Въехав в поселок, он едет медленно, стараясь не привлекать к себе внимания. Притормаживает возле универсама. По дороге в поселок он вспомнил: пацан как-то обмолвился, что Наташа, одноклассница Стюхи, работает там до сих пор. Матвей помнил Наташу. Когда он в первый раз увидел их со Стюхой на улице, Наташа понравилась ему больше. Она была ярче, выше, смеялась громче. Это она попросила у него сигарету, это ее он первой спросил, как зовут. Стюха была другой, по-девчачьи хрупкой, монохромной, как мотылек. Но она так смотрела на него весь вечер. Не сводила с него глаз, а потом пошла за ним, прошмыгнула в приоткрытую дверь, как кошка.
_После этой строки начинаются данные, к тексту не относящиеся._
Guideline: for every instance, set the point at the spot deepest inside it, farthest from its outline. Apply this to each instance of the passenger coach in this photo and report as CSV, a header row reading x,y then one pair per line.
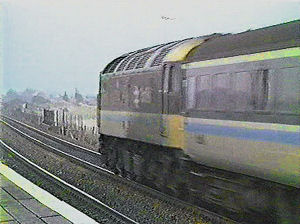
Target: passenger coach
x,y
230,102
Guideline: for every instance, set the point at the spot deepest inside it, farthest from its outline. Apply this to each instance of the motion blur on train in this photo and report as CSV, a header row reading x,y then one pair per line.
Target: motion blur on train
x,y
213,120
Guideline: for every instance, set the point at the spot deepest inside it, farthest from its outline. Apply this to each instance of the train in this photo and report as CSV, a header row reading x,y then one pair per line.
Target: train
x,y
213,120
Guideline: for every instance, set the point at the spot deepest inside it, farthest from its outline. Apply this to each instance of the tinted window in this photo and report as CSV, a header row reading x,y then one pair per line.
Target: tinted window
x,y
242,91
288,90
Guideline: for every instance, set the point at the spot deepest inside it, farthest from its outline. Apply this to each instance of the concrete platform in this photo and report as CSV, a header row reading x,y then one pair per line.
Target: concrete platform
x,y
23,202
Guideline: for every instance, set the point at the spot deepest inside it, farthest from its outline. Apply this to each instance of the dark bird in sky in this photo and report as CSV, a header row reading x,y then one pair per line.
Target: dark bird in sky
x,y
167,18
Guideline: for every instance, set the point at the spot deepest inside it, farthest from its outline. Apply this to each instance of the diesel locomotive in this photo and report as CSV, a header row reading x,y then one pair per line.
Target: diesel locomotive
x,y
214,120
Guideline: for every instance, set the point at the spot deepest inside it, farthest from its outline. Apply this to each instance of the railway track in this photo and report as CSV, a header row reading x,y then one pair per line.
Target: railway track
x,y
62,186
91,160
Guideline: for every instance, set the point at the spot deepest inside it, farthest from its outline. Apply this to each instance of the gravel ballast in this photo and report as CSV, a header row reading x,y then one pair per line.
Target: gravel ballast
x,y
141,207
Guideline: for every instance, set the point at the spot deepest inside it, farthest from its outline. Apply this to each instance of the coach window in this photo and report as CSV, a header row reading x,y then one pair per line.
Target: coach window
x,y
171,80
204,92
288,90
191,90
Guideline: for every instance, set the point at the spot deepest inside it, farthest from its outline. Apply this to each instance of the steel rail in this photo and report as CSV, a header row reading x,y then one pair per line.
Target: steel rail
x,y
67,185
109,173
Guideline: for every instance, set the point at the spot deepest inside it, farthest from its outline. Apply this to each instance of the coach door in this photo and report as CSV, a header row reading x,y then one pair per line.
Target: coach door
x,y
170,89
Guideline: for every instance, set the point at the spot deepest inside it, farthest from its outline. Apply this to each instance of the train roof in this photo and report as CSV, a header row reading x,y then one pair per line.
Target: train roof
x,y
212,46
153,57
286,35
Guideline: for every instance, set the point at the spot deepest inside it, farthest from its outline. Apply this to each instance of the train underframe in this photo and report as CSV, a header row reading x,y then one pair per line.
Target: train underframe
x,y
237,196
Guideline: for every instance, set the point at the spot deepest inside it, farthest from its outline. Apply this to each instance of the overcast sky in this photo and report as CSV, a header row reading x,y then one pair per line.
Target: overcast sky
x,y
57,45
Он должен найти Наташу, они же подруги, она точно знает, где ему искать теперь Стюху.
— Наташа? — Он зовет по имени кассиршу, которая нагнулась и что-то ищет на полке под прилавком.
Когда она поднимает глаза, он ожидает увидеть в них что угодно, только не страх. Но она пятится на три шага, пока не упирается спиной в стеллаж с алкоголем. Наверное, это потому, что он одет как бомж и кровь на одежде видна. Иначе зачем ей бояться его?
— Наташ, ты забыла? Это я, Матвей, помнишь, летом две тысячи…
— Я помню, кто ты такой, — перебивает его она, сверля глазами. — Разве ж тебя забудешь!
Он видит, как ее рука тянется под прилавок, туда, где, наверное, стоит тревожная кнопка.
— Где Стюха? Я… мы разминулись вчера.
— Где ж ты был? — Ее тонкая изогнутая бровь ползет вверх. — Все проспал!
— В смысле?
— Где ты был, когда ее менты вязали за убийство мужа! Ты вообще знал, что она замужем была? Когда только успела, шальная!
— Погоди, когда повязали? Где? Откуда знаешь?
— Да весь поселок уже знает! Она Мишку, Петькиного малого брата, в больницу привезла, ждала там, пока его оперировали, имя свое назвала, видимо, в скорой. И тут за ней пришли. — Она смотрит на него с подозрением. — Ты сам-то в порядке, выглядишь как труп?
— Нормально. Как… Миша? Живой?
— Ты-то откуда его знаешь? — Она смотрит на него сузившимися от подозрения глазами. — Может, и кто порезал его, в курсах?
— Нет, ничего не видел.
— М-м, — протягивает она, постукивая длинным ногтем по лакированной поверхности прилавка. — Говорят, жить будет, но может… как это сказать. Много крови он потерял, долго его везли. Дурачком может остаться, понимаешь?
Матвей кивает, поворачивается и нетвердым шагом идет к выходу, почти чувствуя на своем затылке недоумевающий взгляд кассирши.
— Если меня спросят, я скажу, что ты тут был. Так и знай! — кричит она ему вслед.